I will move through the Constitution a section at a time. Each post will open with the text of the section in question. That will be followed by my presentation of relevant discussion from Madison's notes or "The Federalist", accompanied by my analysis for what that means for our society. By the end, I hope all sides of the political debate have undergone some sobering realizations. Let's determine what this all-important document really is, once and for all.
The Convention was originally called merely to reform the Articles of Confederation.

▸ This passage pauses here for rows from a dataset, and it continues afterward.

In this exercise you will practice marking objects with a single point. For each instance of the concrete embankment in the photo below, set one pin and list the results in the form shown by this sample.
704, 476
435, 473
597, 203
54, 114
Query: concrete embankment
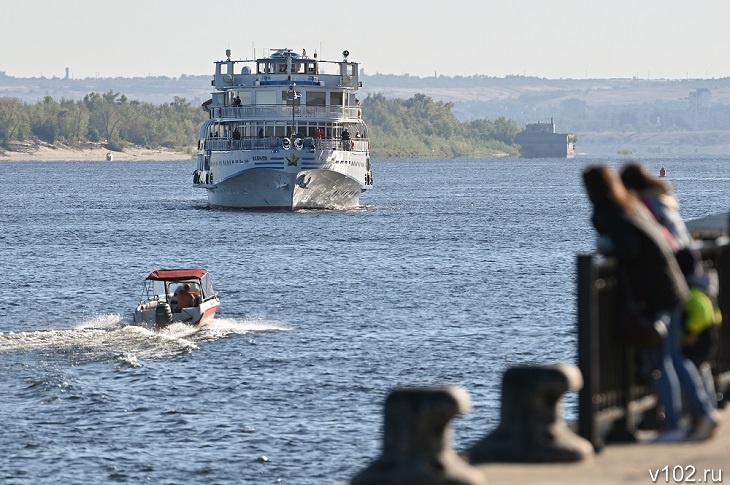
630, 463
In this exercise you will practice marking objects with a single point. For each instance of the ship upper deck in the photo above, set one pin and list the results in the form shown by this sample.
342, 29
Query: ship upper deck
285, 67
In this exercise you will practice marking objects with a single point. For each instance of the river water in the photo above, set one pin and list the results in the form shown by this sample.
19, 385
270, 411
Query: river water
452, 271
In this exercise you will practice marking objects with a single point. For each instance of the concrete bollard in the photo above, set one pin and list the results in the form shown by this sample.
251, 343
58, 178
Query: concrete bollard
532, 428
417, 440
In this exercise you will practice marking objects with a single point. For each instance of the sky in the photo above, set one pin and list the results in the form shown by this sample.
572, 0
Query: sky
554, 39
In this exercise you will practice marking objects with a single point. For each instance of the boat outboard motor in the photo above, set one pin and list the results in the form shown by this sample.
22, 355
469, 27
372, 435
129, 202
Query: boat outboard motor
163, 314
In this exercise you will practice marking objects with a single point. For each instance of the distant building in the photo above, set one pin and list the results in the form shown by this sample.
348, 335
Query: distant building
539, 140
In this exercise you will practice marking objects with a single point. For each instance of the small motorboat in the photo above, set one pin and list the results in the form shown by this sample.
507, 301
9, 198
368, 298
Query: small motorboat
177, 295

After some procedural matters, on May 29 Edmund Randolph of Virginia moved that "the Articles of Confederation ought to be so corrected & enlarged as to accomplish the objects proposed by their institution", which were to advance the states' "common defense, the security of their liberties, and their mutual and general welfare". Randolph's plan was a rather radical restructuring of the government, but regardless, the following day, Governeur Morris of Pennsylvania went further by raising three counter-motions, two of which were "that a Union of the States merely federal will not accomplish the objects proposed by the articles of Confederation, namely common defence, security of liberty, & genl. welfare" and "that no treaty or treaties among the whole or part of the States, as individual Sovereignties, would be sufficient." He defended the plan on the grounds that "in all Communities there must be one supreme power, and one only" (Madison's words).